The discovery of rich placers at Sailor Diggings (later known as Waldo) in 1852 and the resulting gold rush brought the first settlers to this region. Several U.S. Army forts were maintained in the county and many engagements during the Rogue River Indian War (1855-1858) took place within its boundaries.

Josephine County was created by the Territorial Legislature on January 22, 1856, from the western half of Jackson County. It was the nineteenth, and last, county created before statehood.

The county seat was originally located in Sailor Diggings, but in July of 1857 was relocated to Kerbyville, situated on the main route between the port of Crescent City, California and the gold fields. In 1886, the county seat was finally relocated to Grants Pass, a new town on the railroad that was completed through Oregon that same year.
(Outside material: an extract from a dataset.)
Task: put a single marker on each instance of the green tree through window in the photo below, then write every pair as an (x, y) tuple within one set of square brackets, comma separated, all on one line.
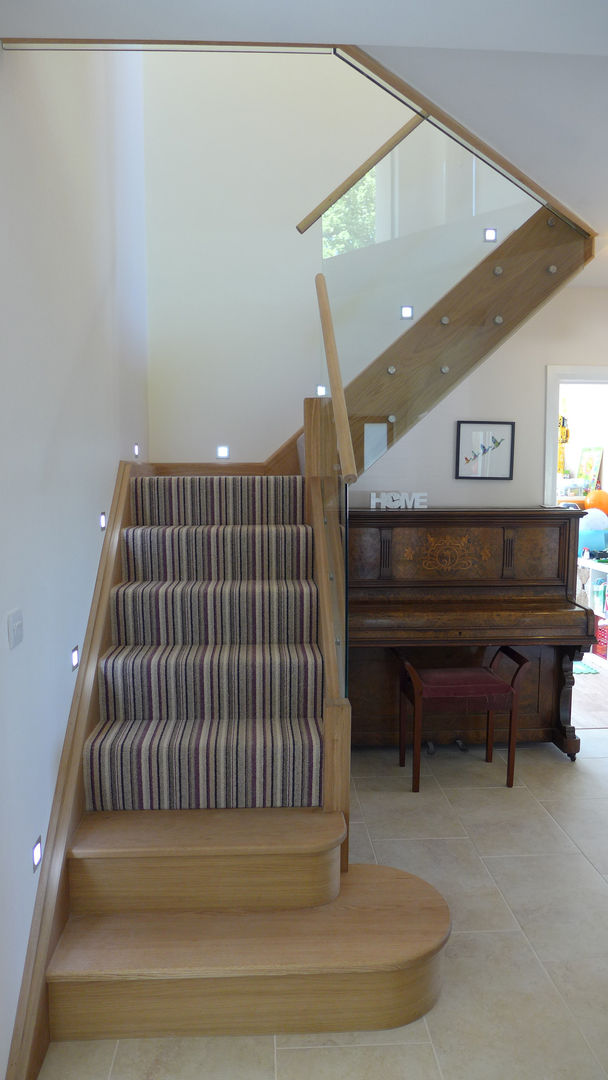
[(351, 223)]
Although several tribes of Native Americans lived in the area from which Josephine County was created, most of their members had been moved to the reservation at Grand Ronde by the end of the Rogue River Indian War. Soon afterwards all Indians in southwest Oregon, with the exception of a few tiny bands, were moved to the Coast reservation (later known as the Siletz Reservation).

Josephine County was also the home to a large Chinese population. Most had come to the area to work gold claims purchased from whites no longer interested in working them. Even though they could not own land, they had to pay a tax to mine gold, and were relegated to inferior claims.